Giovedì scorso, due giorni dopo l’intervento di Barack Obama, anche Benjamin Netanyhau ha pronunciato il suo discorso dal palco delle Nazioni Unite.
Le sue parole saranno ricordate soprattutto per il grafico che ha mostrato ai presenti per illustrare i progressi dell’Iran nell’ottenere un ordigno atomico.
Il primo ministro israeliano ha infatti mostrato una immagine stilizzata di una bomba, perfettamente tonda e con una miccia accesa.
Una icona vista mille volte nei fumetti e nei film comici e proprio per questo in grado di dare una immagine immediata della minaccia che, secondo Netanyhau, Teheran sarebbe quasi pronta a mettere in campo.
L’immagine eloquente usata dal premier serviva per evidenziare che, a giudizio dell’intelligence di Tel Aviv, l’Iran raggiungerà le conoscenze tecniche e soprattutto riuscirà ad ottenere una quantità di uranio arricchito al livello giusto per costruire una atomica al più tardi entro l’estate del 2013.
Si tratterebbe di una scadenza vicina, molto più prossima di quanto avevano pronosticato le valutazioni di intelligence americane, ma comunque tale da eliminare lo spettro di un attacco israeliano a sorpresa dall’orizzonte delle prossime elezioni presidenziali americane.
A quanto pare, malgrado i continui allarmi lanciati da Netanyhau a partire dall’inizio dell’anno, il “diavolo iraniano” non sarebbe così vicino a possedere quell’arma atomica che molti commentatori occidentali, tra cui Kenneth Waltz su Foreign Affairs, reputerebbero, se fosse vera, come un fattore di equilibrio in un Medio Oriente in cui solo Tel Aviv ne è l’unica titolare.
Come mai un simile cambio di rotta da parte di Netanyahu?
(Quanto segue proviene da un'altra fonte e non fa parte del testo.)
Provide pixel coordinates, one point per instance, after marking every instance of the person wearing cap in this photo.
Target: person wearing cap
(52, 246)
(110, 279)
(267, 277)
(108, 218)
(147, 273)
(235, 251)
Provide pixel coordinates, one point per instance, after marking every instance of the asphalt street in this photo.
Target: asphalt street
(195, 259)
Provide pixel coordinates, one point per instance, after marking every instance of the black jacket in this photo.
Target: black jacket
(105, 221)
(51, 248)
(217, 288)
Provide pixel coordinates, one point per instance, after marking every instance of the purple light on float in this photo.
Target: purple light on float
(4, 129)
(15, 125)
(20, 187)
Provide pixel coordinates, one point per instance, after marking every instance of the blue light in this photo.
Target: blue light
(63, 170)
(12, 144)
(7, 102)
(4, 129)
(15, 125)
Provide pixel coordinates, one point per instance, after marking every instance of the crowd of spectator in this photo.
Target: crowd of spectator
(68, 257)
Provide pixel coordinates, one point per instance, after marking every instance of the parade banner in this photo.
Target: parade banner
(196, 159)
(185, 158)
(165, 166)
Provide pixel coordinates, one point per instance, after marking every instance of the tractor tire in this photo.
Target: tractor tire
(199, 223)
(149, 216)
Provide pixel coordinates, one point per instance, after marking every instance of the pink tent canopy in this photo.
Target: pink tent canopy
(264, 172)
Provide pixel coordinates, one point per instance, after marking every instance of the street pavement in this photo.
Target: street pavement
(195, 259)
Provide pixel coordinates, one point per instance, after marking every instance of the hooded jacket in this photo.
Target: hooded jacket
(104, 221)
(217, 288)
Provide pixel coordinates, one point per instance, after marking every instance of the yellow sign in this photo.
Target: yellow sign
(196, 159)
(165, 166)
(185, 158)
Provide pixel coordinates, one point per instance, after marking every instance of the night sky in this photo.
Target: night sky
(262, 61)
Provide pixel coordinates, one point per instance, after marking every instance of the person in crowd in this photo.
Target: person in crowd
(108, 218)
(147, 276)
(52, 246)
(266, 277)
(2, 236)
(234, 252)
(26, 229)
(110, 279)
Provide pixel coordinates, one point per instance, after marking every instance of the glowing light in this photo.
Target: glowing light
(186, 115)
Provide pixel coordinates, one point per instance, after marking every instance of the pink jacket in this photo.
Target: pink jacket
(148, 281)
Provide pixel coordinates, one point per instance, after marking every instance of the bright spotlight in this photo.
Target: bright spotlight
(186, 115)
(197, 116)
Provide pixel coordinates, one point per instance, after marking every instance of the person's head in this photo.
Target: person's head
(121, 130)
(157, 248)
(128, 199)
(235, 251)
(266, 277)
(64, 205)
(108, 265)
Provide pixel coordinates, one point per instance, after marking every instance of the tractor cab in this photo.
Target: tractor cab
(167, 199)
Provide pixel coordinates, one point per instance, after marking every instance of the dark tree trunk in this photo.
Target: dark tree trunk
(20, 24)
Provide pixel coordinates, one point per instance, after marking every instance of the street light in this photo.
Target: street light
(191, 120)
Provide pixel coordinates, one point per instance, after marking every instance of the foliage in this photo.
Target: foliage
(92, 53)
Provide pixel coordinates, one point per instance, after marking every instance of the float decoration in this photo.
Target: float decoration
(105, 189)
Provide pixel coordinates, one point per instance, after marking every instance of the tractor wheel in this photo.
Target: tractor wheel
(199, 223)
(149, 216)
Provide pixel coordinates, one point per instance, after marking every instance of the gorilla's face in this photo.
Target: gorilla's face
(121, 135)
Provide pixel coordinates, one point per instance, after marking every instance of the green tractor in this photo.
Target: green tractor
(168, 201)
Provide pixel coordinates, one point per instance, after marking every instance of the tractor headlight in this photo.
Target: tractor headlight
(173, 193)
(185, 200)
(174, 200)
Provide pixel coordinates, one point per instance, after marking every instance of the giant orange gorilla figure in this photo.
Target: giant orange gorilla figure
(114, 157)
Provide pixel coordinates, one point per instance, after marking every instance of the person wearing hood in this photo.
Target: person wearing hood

Certo non profferte di pace manifestate anche da Mahmoud Amadinejad dallo stesso palco dell’Onu, qualche giorno prima, nel suo ultimo discorso di fronte all’Assemblea Generale.
Né i continui controlli degli ispettori dell’Aiea, che a giudizio dell’amministrazione Obama, dovrebbero accorgersi se Teheran decidesse di incrementare l’arricchimento dell’uranio dall’attuale 20% (necessario per scopi medici) ad un grado di purezza maggiore, utile a realizzare una vera bomba nucleare (anche se la stessa Casa Bianca pone anche l’attenzione sul fatto che, a questo punto, l’Iran dovrebbe disporre di quantità di uranio arricchito per motivi medici sufficiente per i prossimi 6-10 anni.
E allora perché il primo ministro ha deciso di abbassare i toni, dopo che, proprio all’inizio di settembre, aveva usato parole di fuoco contro la scelta di Barack Obama di non dare importanza ai suoi allarmi e alla necessità di porre Teheran di fronte ad una chiara linea rossa da non superare?
Prima di tutto proprio quanto detto dal presidente nel suo discorso all’Onu, due giorni prima, in cui Obama, in parte per ragioni elettorali (per assicurarsi il voto ebraico in stati in bilico come Florida o Nevada) e in parte per scelta politica, aveva affermato che gli Usa non si sarebbero limitati ad una azione di contenimento dell’Iran, ma che avrebbero agito per evitare che potesse acquisire l’arma atomica.
In secondo luogo, la prospettiva sempre più probabile che, alla Casa Bianca, nel prossimo quadriennio, non siederà il suo amico dai tempi di Boston, Mitt Romney, ma proprio quel Barack Obama, oggetto di innumerevoli attacchi politici e con cui però Netanyahu sarà costretto a convivere nei prossimi anni.
Certo, il prossimo 3 ottobre, vi sarà il primo de tre dibattiti presidenziali tra Romney e Obama e da come si comporteranno i due candidati si potrebbero avere conseguenze riguardo la scelta dell’uomo che guiderà gli Usa fino al 2016, ma, molti sondaggi, ormai danno Obama in netto vantaggio sul ticket Romney-Ryan in molti “swing states”, gli stati in cui si deciderà la corsa alla Casa Bianca.
Di conseguenza Netanyahu ha dovuto fare buon viso a cattivo gioco e, di fronte ad una possibile rielezione di Obama, è stato costretto a mettere la sordina ai suoi allarmi e a evitare quell’”october surprise”, la sorpresa di ottobre, data da un possibile attacco preventivo contro l’Iran, prima delle elezioni del 6 novembre.